Constantly inventive, surprising, and witty, this piece was far and away the best thing I saw at the fest. The ensemble has great presence and impeccable timing. One big WOW.

Dick White: Ghost Detective

Akin to a Marx Brothers-like skit, where the best of the humor abides in the asides, the mostly silly - sometimes stupid - piece is constantly buoyed the skill and charm of the actors.

Lettres et Café

A youthful and energetic company take on an oft-repeated storyline and the result is charming. Special kudos to Mime.

Katie Versus The Devils
a surprise

A bit quirky, this piece won me over with beautiful phrasing and fine acting. Though the plot is a bit thin, the collision of Lutherans with elements of horror felt unique.

Never Wonder Land

Though the actors were engaging and charming, their efforts were thwarted by the (I use this term loosely) plot. The worlds of Alice and Peter Pan should prove a gold-mine in their embrace/attack, but here was a flabby, confusing "meh" of a mess. Hopefully, they'll find a better path into those worlds in the future.

The Last Bombardment
almost there

It was almost there. The acting was almost there. The script was almost there. What was an interesting premise to explore kept eroding as the piece moved on. It took the easy/"shocking"/boring road.

The Perils of Steve
I was rooting for them

With such charming and enthusiastic performers, and a whirlwind of goofy characters, I really wanted to like this piece better. Unfortunately, the jokes and jibes - though plentiful - tended only to the mildly amusing. Sigh.

Get Hooked
a bit of a skit

Not much to this piece. Done by high-schoolers for high-schoolers.

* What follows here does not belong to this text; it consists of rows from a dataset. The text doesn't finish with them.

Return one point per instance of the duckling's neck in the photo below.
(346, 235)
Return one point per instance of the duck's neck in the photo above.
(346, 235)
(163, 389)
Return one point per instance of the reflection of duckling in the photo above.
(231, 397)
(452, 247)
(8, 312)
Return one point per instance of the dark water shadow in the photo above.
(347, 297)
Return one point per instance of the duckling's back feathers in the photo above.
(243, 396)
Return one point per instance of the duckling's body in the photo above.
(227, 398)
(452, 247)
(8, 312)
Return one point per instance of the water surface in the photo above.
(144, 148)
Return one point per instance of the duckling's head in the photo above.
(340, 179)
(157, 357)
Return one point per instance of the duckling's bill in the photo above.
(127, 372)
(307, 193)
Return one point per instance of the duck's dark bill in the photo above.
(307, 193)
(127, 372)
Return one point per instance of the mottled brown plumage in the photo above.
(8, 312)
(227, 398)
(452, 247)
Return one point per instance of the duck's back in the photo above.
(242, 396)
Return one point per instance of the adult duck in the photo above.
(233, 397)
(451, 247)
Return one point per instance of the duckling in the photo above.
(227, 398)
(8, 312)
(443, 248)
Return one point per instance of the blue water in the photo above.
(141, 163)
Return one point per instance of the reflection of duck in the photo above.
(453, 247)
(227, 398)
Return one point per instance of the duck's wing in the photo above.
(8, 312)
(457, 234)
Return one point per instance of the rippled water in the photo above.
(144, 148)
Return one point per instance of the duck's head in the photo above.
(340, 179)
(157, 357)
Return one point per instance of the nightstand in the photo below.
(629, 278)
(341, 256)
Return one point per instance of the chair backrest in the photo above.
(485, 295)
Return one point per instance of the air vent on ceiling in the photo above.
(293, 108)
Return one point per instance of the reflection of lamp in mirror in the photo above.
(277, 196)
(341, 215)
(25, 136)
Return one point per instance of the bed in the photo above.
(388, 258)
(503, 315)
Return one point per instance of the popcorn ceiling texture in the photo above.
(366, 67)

It looks like a play, but it's not.

I'm sorry, but this is not a play. Rather, it is a depiction of a dementia patient as documentary. The character is well-written and very well-acted and poignantly shows how dementia affects the patient (my father had dementia), but, well, nothing happens. A plot is attempted with a horribly clichéd attendant, but the action means nothing. The piece felt like a here"s-what-to-expect-in-the-future for family dealing with a recent diagnosis.

Minnesota Dance Ensemble Presents CARMEN
I give them a star for showing up.

By far the worst thing I saw at the fest. Dancers with little training, no athleticism, nil skill. Choreography that was insipid, simplistic, and cliché, except for injections of "edgy" pop drivel. Just excruciating.

Blackbeard's Revenge
should pirates whine?

This piece is really still-born. You don't really have a play if everything is exposition. Characters talk/whine about what happened, or they talk about what will happen. Basically there is no action, except a short, poorly-staged swordfight. And, banjo music for a pirate show? Yikes.